Я же думаю, что для него и этот труд стал ценным материалом для главного. Он не
просто информацию в ВИНИТИ набирал, но и создал себе там "башню из
слоновой кости", в которой он мог свободно и подолгу думать над теми
задачами, которые он сам себе ставил.
Такой у
него была и манера чтения. На первый взгляд - чтение кропателя. Он набирает
отовсюду понемногу всякие записочки. Огромное количество маленьких заметочек у
него везде, все его жилище заполнено. Для человека, который поставил проблему,
решил ее - и с плеч долой, это совсем не нужно. Не нужно накапливать! А для
него было важно. Он заметил, случайно, какую-нибудь мысль или цифру в книге, и
уже чувствует, что она понадобится. У него в жизни было несколько больших
программ, и он сразу видит, для какой программы этот факт или цифра пригодятся.
Это внешний признак усиленного и длительного размышления.
Для
нас, кто работал рядом с Тамерланом, у этой его установки на длительное
обдумывание был и большой минус. У него было большое количество заделов, и он с
собой их унес, не оставив нам промежуточных результатов.

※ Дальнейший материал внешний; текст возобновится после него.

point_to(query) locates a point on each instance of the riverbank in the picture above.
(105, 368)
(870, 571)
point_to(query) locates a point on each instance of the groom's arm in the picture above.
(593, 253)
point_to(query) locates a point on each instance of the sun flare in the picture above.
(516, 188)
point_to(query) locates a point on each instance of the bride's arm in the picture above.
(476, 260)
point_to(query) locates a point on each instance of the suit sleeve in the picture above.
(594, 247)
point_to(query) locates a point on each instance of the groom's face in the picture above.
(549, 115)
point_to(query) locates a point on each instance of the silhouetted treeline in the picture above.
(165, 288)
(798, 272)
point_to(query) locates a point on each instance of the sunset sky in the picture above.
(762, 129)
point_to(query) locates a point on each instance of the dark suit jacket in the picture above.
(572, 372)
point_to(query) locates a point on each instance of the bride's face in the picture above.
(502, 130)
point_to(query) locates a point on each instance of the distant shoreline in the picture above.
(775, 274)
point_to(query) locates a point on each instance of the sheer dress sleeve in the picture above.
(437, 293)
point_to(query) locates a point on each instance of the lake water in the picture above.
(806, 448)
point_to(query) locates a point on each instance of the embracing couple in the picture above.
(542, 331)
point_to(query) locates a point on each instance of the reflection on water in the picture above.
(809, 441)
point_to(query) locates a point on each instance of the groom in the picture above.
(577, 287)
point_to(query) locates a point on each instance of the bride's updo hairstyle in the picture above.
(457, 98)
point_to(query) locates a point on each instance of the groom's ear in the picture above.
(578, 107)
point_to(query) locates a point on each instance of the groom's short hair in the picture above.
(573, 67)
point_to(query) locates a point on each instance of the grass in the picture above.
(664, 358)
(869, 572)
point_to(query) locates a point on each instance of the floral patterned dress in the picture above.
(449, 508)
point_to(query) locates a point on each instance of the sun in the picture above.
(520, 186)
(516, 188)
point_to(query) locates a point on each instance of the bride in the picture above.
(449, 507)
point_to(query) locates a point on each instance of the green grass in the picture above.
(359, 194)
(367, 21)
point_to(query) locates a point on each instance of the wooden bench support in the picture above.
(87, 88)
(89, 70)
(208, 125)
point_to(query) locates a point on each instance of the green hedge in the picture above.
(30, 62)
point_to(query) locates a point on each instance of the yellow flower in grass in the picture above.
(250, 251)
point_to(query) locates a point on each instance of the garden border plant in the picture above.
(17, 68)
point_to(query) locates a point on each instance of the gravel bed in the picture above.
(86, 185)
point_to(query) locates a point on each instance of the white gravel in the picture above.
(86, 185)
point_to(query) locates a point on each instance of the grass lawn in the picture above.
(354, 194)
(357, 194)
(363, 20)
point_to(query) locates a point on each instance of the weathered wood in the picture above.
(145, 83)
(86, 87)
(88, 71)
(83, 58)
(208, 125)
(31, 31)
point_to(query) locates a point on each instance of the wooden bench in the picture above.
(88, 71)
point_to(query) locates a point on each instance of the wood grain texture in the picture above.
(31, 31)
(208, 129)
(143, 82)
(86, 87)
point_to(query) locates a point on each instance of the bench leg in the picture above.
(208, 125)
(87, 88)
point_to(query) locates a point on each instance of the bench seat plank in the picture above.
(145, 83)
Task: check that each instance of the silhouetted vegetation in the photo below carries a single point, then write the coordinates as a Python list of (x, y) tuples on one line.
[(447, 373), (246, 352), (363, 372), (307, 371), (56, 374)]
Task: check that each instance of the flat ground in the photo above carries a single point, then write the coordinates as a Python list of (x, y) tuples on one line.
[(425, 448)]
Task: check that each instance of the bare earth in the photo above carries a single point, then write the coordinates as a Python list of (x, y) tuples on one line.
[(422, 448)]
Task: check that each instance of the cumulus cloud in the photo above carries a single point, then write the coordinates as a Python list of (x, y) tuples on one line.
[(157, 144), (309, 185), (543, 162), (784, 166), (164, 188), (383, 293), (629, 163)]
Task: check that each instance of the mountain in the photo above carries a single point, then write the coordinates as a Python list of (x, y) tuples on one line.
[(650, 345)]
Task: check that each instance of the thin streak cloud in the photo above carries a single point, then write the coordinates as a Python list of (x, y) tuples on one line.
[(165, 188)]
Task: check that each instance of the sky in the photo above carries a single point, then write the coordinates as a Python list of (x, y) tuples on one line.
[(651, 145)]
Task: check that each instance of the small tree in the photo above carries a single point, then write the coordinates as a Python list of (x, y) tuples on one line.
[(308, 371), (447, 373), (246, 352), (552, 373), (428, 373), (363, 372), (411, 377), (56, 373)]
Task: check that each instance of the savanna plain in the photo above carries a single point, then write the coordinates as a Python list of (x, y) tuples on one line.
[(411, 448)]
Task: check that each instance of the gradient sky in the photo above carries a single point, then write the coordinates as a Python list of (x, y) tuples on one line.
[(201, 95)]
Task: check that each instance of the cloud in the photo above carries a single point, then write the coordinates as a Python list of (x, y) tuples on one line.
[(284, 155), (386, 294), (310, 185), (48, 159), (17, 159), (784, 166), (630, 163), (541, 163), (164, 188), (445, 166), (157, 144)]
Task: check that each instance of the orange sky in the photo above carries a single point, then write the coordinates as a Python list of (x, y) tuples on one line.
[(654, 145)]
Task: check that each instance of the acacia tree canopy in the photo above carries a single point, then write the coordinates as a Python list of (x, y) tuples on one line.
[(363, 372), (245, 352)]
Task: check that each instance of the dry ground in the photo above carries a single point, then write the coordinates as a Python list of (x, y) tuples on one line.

А эти промежуточные
результаты были бы очень хорошими решениями многих проблем. Эти решения не
достигли бы того уровня, на который он рассчитывал, но они все равно были бы
полезны. Но он не выдавал промежуточных результатов, которые еще не созрели, не
был предпринимателем от науки, который каждую вещь превращает в товар. Не был
предпринимателем, и это прекрасно, но мы от этого многое потеряли.
Вот, он
еще с 70-х годов занимался проблемой границ, обдумывал их роль в общем, даже
философском, смысле, изучал разные эффекты на межфазовых границах раздела. А
это очень важно сейчас, когда происходит деструктурирование всей нашей жизни,
когда одни границы исчезают, другие появляются. Очень полезно было бы пустить в
обиход то, что он уже наработал. Но в "товар", пусть не
отшлифованный, он этих наработок не превратил.
Или
вновь о педагогике. В начале 90-х годов, когда было опасение, что наш
Аналитический центр разгонят, возникла идея создать на базе этого центра вуз
нового типа, в котором соединить естественные и гуманитарные науки. Было ясно,
что в условиях глубокого кризиса, когда рушатся мировоззрение и идеологии, все
проблемы бытия нужно ставить по новому, что простая замена "научного
коммунизма" на "научный капитализм" никаких ориентиров не дает.
Над
этим мы работали. У Тамерлана была целая концепция нового образования. По
наметкам получалось, что мы могли вполне привлечь людей и даже деньги для
создания такого вуза - потребность в нем остро ощущалась. Тамерлан долго
обдумывал этот проект, но эти разработки не оформил. Многое из того, что он
тогда придумал, он использовал в своей работе со школьниками и студентами,
когда объяснял им практически все предметы. Он развил принципиально новые
подходы к дидактике, например, достигал замечательных результатов объяснения
математики, не говоря уж о химии или географии.
Следующая
особенность его метода - способ видения систем. Это было рафинированное научное
мышление, хотя это вроде бы противоречит тому, что я выше говорил о
"мышечном" мышлении. Тут, кстати, мы с ним расходились, причем с
самого начала, со студенческих лет. У нас постоянно были столкновения. У него
была огромная способность к абстракции, т.е. к такому препарированию проблемы,
при котором, имея в виду все реальные факторы проявления системы, от них отвлекаешься
и берешь некоторую сущность, которую ты сознательно принимаешь за ядро этой
проблемы, системы. Причем он эту сущность доводил до высокой степени
абстракции, и у него была способность и большая тяга к формализации.
Это
покажется странным потому, что он, как я сказал вначале, привлекал
иррациональные средства для того, чтобы поставить проблему. Он умел эти леса,
которые он использовал для построения здания проблемы, отделить от самого
здания. Эти "ненаучные" леса построены из его идеальных представлений
о мире, о человеке, из его мотивации. Он все эти иррациональные вещи
использовал, а потом умел отделить в процессе создания модели - и они ему не
мешали. А когда он высказывал результаты, он опять включал эти материалы при
отделке, он "штукатурил" ими здание, так что его результат получался
синтетическим, целостным.
Эта
способность разделять разные сущности на разных стадиях работы - очень редкая.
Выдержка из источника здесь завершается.